Add availability zones for agents

https://blueprints.launchpad.net/neutron/+spec/add-availability-zone

Implement availability zones for the DHCP and L3 agents. Just like Nova and Cinder, this allows users to specify where the network services run, giving better fault isolation.

Problem Description

Nova and Cinder have availability zones today. Cloud administrators can assign availability zones to physical nodes. Each of the nodes generally is equipped different power sockets, network switches, cooling devices and others. By properly choosing from the provided availability zones, users can minimize their chance of service failures.

But, as Neutron doesn’t have availability zones, there’s no way to put network services under distinct availability zones as a VM instance or a VM volume. What happens with Neutron is completely by chance today. A user has risk of higher probability of network failure because the user cannot allocate network resources to availability zones for high availability. Also, network traffic can go through long paths between availability zones. DVR and L3 HA can mitigate these issues somewhat, but they don’t entirely solve the problem since DVR still need central SNAT router, which need to be HA capable, and L3 HA is not aware of underlying hardware configuration to be HA as a system (i.e. not only assigning routers to “other node” but to the “appropriate node (or group of nodes)”).

Note: This spec focuses on high availability of network resources. This spec does NOT address the scalability issue of process communications related to cell discussion nor underlying network topology related to network segment discussion.

Proposed Change

This change introduces the concept of an “Availability Zone” into Neutron. In particular, an availability zone is an optional attribute for Network and Router resources. These attributes in no way affect the behavior of Neutron in terms of allowed logical network connectivity. These attributes are simply used as hints to the backend about the location of other resources (compute and storage) that will be using these network resources. The Neutron backend may be able to use this to optimize its dynamic placement of resources to improve performance and/or ensure resources are placed in the same defined failure domain.

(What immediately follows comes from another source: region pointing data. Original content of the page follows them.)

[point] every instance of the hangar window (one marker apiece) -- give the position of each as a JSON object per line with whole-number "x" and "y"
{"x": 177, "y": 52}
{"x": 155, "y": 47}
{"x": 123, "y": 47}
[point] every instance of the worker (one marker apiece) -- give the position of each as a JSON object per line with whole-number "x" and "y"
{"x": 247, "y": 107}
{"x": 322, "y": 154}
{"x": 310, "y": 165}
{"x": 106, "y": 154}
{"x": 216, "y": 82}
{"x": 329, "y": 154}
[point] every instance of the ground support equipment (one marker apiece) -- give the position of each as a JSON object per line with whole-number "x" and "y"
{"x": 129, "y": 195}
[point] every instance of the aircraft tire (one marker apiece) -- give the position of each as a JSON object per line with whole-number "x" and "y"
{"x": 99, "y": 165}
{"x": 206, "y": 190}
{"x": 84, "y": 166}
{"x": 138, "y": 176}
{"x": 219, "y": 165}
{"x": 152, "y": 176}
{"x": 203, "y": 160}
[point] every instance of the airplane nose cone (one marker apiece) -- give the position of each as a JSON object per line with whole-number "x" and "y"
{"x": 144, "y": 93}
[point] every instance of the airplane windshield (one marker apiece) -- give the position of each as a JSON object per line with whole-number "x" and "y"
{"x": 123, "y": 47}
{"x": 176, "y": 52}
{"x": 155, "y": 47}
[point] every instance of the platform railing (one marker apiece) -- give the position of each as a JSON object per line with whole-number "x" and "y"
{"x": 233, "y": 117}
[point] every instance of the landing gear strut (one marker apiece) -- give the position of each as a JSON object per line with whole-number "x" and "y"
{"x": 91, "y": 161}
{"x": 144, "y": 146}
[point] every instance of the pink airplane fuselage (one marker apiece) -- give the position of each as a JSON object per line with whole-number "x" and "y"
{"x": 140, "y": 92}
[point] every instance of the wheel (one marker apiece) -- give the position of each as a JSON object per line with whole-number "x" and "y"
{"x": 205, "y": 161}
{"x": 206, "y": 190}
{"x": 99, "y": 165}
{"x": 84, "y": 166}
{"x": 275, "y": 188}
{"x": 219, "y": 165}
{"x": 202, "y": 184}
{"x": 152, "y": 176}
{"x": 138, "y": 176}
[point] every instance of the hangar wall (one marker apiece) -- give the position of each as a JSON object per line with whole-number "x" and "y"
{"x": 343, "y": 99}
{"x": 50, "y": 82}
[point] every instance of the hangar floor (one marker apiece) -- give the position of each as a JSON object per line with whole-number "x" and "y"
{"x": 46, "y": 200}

Create a new extension called availability_zone.

  • The extension adds a new API that lists availability zones.

The rest of this information applies to the implementation of availability zones for the built-in reference backend.

The extension adds the availability_zone attribute to Agent DB models. It also adds availability_zones and availability_zone_hints arrtibute for Network and Router DB models. The corresponding API resources will see the availability_zone attribute, too.

The new config options availability_zone and default_availability_zones are added. Availability zone of each agent is set by the availability_zone config parameter in each configuration file. If availability_zone parameter is not given in agent config, the agent is assigned to the default availability zone named “nova”. The name “nova” is referred to availability zone of Nova and Cinder. When a user executes resource create API without availability zone attribute, neutron set default_availability_zones value to the resource. The default_availability_zones value can be blank. If that’s the case, the scheduler selects any agent from any availability zone without any preference of specific availability zone. This helps to avoid the unbalance of resource assignment.

API and config are arranged to the following.

  • Using config, deployer specifies which availability_zone an agent belongs to, and they can also define default availability zones for user resources.
  • Using GET API of availability zone, users can get all the availability zones which neutron manages. API of availability zone is “GET” only.
  • Using GET API of network resources, users can get which availability zones their network resources is assigned.
  • Using POST API of network resources, users can create a network resource with availability zone hints as candidate for availability zone which the resource belongs to.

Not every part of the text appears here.